Rheinschiffe können zu wenig laden

Die Dürre behindert die Logistik auf Europas wichtigster Wasserstraße. Schon jetzt müssen Rheinschiffe die Ladung um 40 Prozent reduzieren. Immerhin haben Unternehmen Lager aufgebaut, um die Folgen zu mildern.

Die Gefahr von anhaltend niedrigem Wasser im Rhein ist nach Einschätzung des Beratungsunternehmens Everstream Analytics aktuell so groß wie sie seit dem historischen Niedrigwasser im Jahr 2018 nicht mehr gewesen ist. Denn das Flusswasser an der kritischen Stelle bei der Stadt Kaub in Rheinland-Pfalz sei seit Mitte Mai auf den tiefsten Stand seit 30 Jahren gesunken. Das erschwert den Schiffsverkehr nicht nur an der kritischen Stelle bei Kaub sondern auf dem ganzen, für die Logistik wichtigen Rhein.

Der Rhein gilt als die wichtigste Wasserstraße Europas noch vor der Donau oder der Elbe. Rheinschiffe transportieren große Mengen an Kohle, Öl, Chemikalien, Metallen oder Agrargütern. Wegen des niedrigen Wassers können jedoch deutlich weniger Waren befördert werden, weil Schiffe sich nicht mehr so schwer beladen lassen. Laut Everstream Analytics können Binnenschiffe auf dem Rhein derzeit 40 Prozent weniger Ladung transportieren als noch vor zwei Wochen.

Das Unternehmen ist spezialisiert auf die Beobachtung von Risiken in den internationalen Lieferketten und erwartet negative Auswirkungen auf die Industrie, wenn der Wasserstand an der Engstelle bei Kaub anhaltend unter 70 Zentimeter sinkt. Bei diesem Pegelstand mussten schon im vergangenen Jahr Energieerzeuger entlang des Rheins in Deutschland und der Schweiz die Produktion drosseln. Das habe im August, September und Oktober mindestens 7 Atom- und Kohlekraftwerke getroffen.
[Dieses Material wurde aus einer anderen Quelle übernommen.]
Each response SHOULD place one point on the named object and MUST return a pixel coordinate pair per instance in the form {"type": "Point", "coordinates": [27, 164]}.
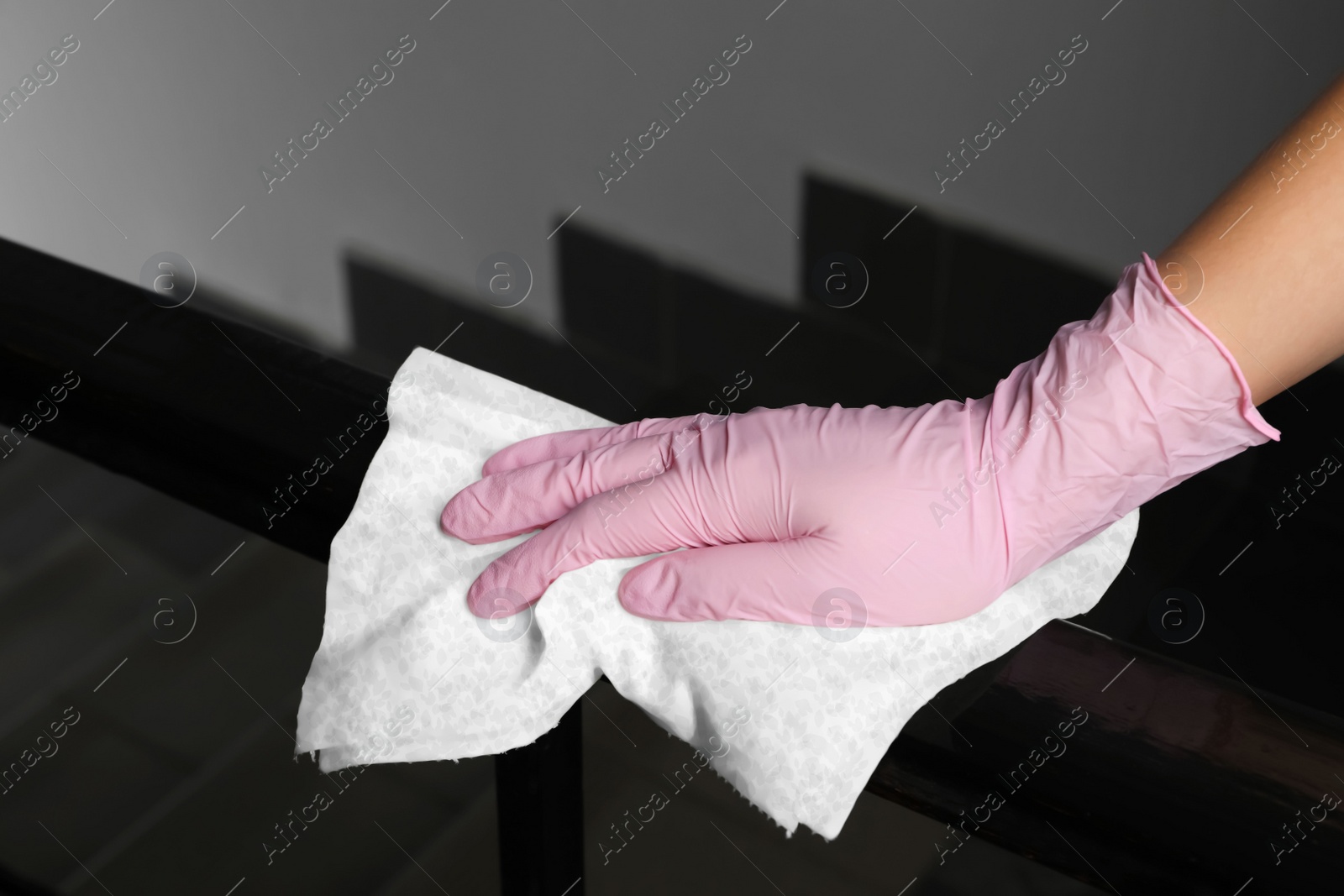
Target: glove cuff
{"type": "Point", "coordinates": [1247, 407]}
Während Kohlekraftwerke den Rhein vor allem als Nachschubweg für die Brennstoffe benötigen, brauchen Atomkraftwerke das Flusswasser vor allem für die Kühlung.

BASF setzt auf extra flache Schiffe als Notlösung
Obwohl viele Unternehmen sich seit dem historischen Niedrigwasser im Jahr 2018 besser gewappnet haben, ist das Risiko von anhaltendem Niedrigwasser nach Einschätzung von Everstream Analytics nach wie vor sehr hoch. Denn Unternehmen könnten nur sehr begrenzt auf andere Transportwege ausweichen. Mit der Bahn lässt sich bei weitem nicht so viel transportieren wie mit Binnenschiffen.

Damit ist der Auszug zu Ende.